Preserve raw command replies in CommandError where applicable.

Test CLI

Binary: mxgw.

Use clap derive.

Commands:

mxgw version
mxgw ping
mxgw open-session
mxgw close-session --session-id <id>
mxgw register --session-id <id>
mxgw add-item --session-id <id> --server-handle <h> --item <tag>
mxgw advise --session-id <id> --server-handle <h> --item-handle <h>
mxgw subscribe-bulk --session-id <id> --server-handle <h> --items <csv>
mxgw unsubscribe-bulk --session-id <id> --server-handle <h> --item-handles <csv>
mxgw read-bulk --session-id <id> --server-handle <h> --items <csv> [--timeout-ms <ms>]
mxgw write --session-id <id> --server-handle 1 --item-handle 1 --value-type int32 --value 123
mxgw write2 --session-id <id> --server-handle 1 --item-handle 1 --value-type int32 --value 123 --timestamp <iso>
mxgw write-bulk --session-id <id> --server-handle <h> --item-handles <csv> --value-type <t> --values <csv>
mxgw write2-bulk ...
mxgw write-secured-bulk ...
mxgw write-secured2-bulk ...
mxgw stream-events --session-id <id> --json
mxgw stream-alarms [--filter-prefix <prefix>] [--max-events <n>]
mxgw acknowledge-alarm --reference <full-ref> [--comment <txt>] [--operator <user>]
mxgw bench-read-bulk [--duration-seconds <n>] [--warmup-seconds <n>] [--bulk-size <n>]
mxgw smoke --endpoint http://localhost:5000 --api-key-env MXGATEWAY_API_KEY --item TestChildObject.TestInt
mxgw batch
mxgw galaxy {test-connection,last-deploy-time,discover-hierarchy,watch}

batch reads commands from stdin one per line and dispatches each through the normal subcommand path; the loop terminates only on stdin EOF (blank lines log an empty-EOR-bracketed result and continue) so accidental empty lines from the PowerShell e2e harness do not silently end the session. bench-read-bulk opens its own session, subscribes to --bulk-size tags so the worker's value cache populates from OnDataChange events, hammers read_bulk in a tight loop for --duration-seconds, and emits the cross-language JSON shape that scripts/bench-read-bulk.ps1 collates.

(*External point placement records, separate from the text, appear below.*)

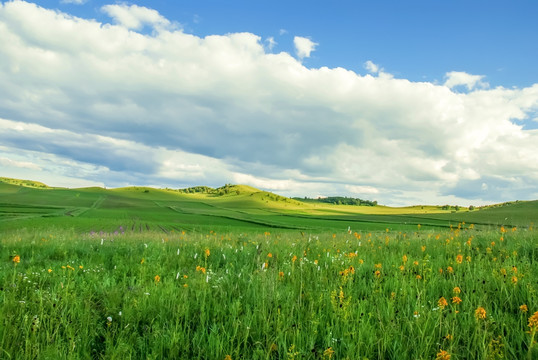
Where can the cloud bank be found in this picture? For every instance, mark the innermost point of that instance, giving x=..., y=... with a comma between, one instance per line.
x=108, y=104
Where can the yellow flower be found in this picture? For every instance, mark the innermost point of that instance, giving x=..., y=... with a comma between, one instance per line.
x=456, y=300
x=443, y=355
x=533, y=322
x=480, y=313
x=328, y=352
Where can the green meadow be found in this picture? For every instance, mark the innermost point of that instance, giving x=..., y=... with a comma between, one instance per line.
x=239, y=273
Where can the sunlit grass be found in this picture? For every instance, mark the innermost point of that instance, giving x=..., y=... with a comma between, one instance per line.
x=262, y=295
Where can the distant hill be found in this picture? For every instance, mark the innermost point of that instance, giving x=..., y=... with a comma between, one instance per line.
x=338, y=200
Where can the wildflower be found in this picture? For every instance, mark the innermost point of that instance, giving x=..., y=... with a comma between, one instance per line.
x=443, y=355
x=328, y=352
x=456, y=300
x=480, y=313
x=533, y=322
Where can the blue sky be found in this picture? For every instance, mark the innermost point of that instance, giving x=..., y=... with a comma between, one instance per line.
x=403, y=102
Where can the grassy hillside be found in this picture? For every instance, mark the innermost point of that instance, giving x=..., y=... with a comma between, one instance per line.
x=28, y=204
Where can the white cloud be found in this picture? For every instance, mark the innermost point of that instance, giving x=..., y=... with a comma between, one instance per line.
x=134, y=17
x=271, y=43
x=460, y=78
x=19, y=164
x=76, y=2
x=371, y=67
x=112, y=105
x=304, y=46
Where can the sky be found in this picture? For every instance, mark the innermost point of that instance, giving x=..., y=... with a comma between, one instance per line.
x=403, y=102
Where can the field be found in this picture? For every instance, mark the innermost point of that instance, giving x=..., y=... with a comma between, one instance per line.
x=147, y=273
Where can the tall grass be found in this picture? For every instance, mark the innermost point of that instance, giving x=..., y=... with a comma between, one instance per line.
x=268, y=296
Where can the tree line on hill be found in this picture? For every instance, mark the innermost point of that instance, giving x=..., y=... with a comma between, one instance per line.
x=339, y=200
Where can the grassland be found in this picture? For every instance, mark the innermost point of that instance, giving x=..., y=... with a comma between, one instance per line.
x=144, y=273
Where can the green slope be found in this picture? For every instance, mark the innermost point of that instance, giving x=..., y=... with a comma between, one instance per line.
x=141, y=209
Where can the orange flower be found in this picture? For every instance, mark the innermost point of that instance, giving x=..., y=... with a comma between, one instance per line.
x=480, y=313
x=456, y=300
x=443, y=355
x=442, y=303
x=533, y=322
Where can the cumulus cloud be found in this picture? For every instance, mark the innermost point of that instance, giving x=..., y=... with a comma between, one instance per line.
x=371, y=67
x=114, y=105
x=135, y=17
x=460, y=78
x=303, y=46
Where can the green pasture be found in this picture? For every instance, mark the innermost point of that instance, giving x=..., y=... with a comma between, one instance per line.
x=138, y=209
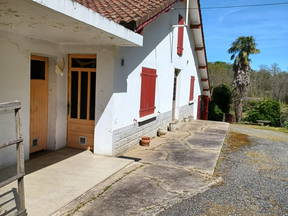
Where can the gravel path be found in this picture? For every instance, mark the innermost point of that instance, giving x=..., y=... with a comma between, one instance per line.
x=254, y=166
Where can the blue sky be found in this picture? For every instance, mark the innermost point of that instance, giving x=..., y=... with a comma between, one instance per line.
x=269, y=26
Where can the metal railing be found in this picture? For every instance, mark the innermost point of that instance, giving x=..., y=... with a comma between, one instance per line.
x=16, y=106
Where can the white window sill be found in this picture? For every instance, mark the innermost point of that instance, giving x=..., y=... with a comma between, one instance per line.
x=144, y=118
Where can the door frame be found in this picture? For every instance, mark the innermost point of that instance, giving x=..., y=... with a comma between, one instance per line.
x=70, y=56
x=175, y=96
x=46, y=60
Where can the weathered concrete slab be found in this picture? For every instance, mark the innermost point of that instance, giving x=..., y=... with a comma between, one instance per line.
x=146, y=191
x=196, y=145
x=173, y=168
x=54, y=186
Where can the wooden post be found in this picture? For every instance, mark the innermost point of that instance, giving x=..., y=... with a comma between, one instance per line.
x=20, y=164
x=16, y=106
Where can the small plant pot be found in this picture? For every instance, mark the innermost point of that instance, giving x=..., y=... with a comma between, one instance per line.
x=229, y=118
x=186, y=119
x=145, y=141
x=161, y=132
x=172, y=127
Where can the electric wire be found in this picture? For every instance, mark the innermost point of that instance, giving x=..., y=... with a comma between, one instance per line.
x=239, y=6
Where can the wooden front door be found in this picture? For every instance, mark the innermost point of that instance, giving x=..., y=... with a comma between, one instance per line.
x=174, y=102
x=81, y=101
x=38, y=103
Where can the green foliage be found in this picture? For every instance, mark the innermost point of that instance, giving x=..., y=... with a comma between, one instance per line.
x=215, y=113
x=268, y=110
x=285, y=124
x=222, y=97
x=220, y=73
x=249, y=105
x=240, y=50
x=284, y=115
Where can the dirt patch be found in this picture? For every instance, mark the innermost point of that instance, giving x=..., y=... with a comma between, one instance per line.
x=262, y=162
x=216, y=209
x=235, y=141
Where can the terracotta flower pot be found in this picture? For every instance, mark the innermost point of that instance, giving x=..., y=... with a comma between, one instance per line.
x=161, y=132
x=145, y=141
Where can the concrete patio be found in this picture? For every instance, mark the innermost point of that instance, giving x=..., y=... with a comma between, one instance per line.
x=175, y=167
x=55, y=179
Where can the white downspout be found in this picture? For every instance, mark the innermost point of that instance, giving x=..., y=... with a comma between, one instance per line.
x=187, y=12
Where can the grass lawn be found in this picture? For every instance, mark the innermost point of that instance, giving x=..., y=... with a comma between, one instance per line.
x=277, y=129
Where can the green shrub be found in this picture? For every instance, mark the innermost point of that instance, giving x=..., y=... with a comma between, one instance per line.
x=284, y=115
x=249, y=105
x=222, y=97
x=215, y=113
x=268, y=110
x=285, y=124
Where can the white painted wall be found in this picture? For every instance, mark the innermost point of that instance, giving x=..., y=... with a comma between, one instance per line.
x=118, y=88
x=15, y=52
x=159, y=52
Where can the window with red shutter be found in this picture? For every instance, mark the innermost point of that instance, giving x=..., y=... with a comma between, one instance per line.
x=148, y=88
x=180, y=36
x=192, y=82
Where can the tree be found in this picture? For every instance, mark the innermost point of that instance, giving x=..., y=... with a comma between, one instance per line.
x=241, y=49
x=220, y=73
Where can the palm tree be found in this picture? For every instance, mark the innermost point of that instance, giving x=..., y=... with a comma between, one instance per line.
x=241, y=49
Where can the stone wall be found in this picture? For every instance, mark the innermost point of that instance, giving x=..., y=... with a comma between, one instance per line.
x=126, y=137
x=185, y=111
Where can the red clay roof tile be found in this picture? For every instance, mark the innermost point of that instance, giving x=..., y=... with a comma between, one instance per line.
x=130, y=13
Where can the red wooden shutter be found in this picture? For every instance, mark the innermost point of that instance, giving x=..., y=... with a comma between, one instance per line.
x=192, y=81
x=180, y=36
x=148, y=88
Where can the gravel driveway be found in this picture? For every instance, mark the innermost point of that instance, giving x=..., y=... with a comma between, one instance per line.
x=254, y=166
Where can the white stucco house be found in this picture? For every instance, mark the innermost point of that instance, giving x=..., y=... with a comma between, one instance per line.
x=100, y=74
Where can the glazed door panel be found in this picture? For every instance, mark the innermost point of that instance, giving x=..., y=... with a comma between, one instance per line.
x=81, y=101
x=38, y=103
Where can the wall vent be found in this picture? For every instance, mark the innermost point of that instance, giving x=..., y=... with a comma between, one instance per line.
x=35, y=142
x=83, y=140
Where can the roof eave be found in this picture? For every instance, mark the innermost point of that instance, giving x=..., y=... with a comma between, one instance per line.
x=85, y=15
x=196, y=27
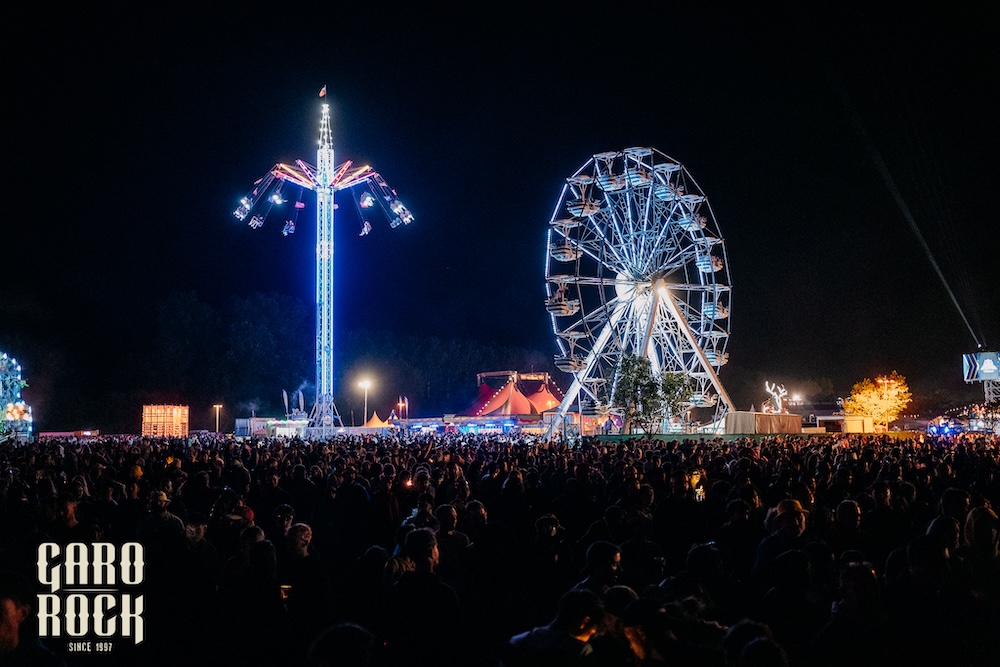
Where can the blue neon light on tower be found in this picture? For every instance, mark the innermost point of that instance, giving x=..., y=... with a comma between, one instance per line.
x=370, y=189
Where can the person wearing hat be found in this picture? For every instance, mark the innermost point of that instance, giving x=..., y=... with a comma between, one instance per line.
x=789, y=532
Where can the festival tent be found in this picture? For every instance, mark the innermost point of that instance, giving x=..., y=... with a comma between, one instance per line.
x=376, y=422
x=508, y=400
x=517, y=394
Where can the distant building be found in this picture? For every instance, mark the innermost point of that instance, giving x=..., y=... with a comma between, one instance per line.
x=165, y=420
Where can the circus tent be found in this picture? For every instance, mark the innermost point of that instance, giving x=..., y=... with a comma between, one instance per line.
x=517, y=394
x=376, y=422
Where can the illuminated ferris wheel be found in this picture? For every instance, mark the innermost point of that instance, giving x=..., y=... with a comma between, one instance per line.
x=636, y=265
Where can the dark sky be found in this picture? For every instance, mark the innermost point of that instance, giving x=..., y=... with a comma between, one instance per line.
x=131, y=134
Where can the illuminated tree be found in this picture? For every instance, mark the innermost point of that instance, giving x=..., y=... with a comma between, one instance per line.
x=643, y=398
x=882, y=399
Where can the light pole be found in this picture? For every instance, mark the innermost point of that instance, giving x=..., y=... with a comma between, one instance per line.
x=364, y=384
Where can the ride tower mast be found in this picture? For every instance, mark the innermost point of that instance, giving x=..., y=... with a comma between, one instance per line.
x=325, y=179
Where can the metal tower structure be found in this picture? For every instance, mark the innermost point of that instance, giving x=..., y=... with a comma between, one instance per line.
x=325, y=179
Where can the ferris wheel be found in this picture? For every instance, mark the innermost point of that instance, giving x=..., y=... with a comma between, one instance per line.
x=636, y=265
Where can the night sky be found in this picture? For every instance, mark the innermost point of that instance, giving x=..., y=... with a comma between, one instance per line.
x=825, y=142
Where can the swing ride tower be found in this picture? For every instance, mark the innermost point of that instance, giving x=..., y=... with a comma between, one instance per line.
x=324, y=179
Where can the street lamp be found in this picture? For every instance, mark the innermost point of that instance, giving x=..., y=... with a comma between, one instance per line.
x=364, y=384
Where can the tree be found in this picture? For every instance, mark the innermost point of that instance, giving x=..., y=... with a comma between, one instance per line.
x=676, y=388
x=882, y=400
x=644, y=398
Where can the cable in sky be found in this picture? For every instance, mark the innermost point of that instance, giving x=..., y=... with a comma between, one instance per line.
x=890, y=182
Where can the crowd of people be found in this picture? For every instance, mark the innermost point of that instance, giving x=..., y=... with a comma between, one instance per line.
x=507, y=550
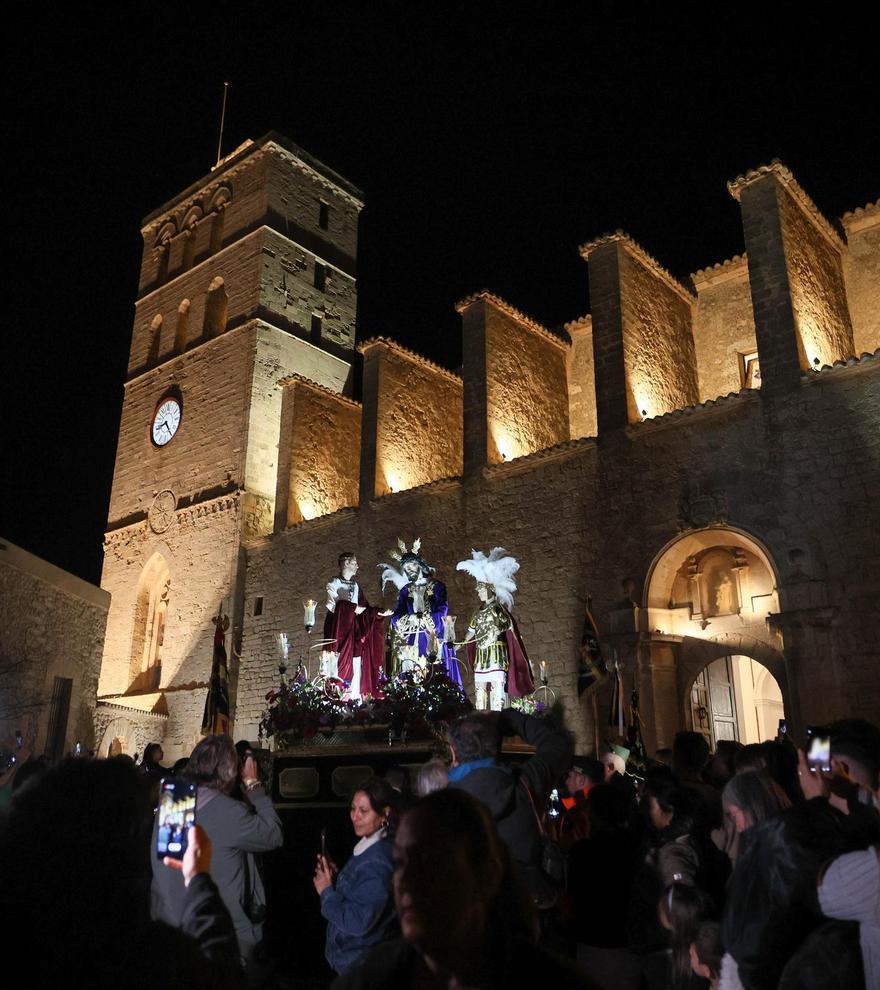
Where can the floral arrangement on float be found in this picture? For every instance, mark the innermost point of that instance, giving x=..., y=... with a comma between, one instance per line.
x=300, y=709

JSON output should use serde_json.

Unit Tests

Use a fake tonic server started on a local ephemeral port, or abstract the generated client behind a trait for unit tests.

Required tests:

  • generated client compiles from proto,
  • auth metadata injection,
  • TLS/plaintext endpoint construction,
  • value conversion,
  • command request construction,
  • error mapping from tonic::Status,
  • event stream order,
  • stream cancellation,
  • CLI parsing,
  • JSON redaction.

Integration Tests

Skip unless:

MXGATEWAY_INTEGRATION=1

Use tokio::test. Run bounded smoke flow and ensure CloseSession is attempted with drop fallback docs, but do not rely on Drop for async close.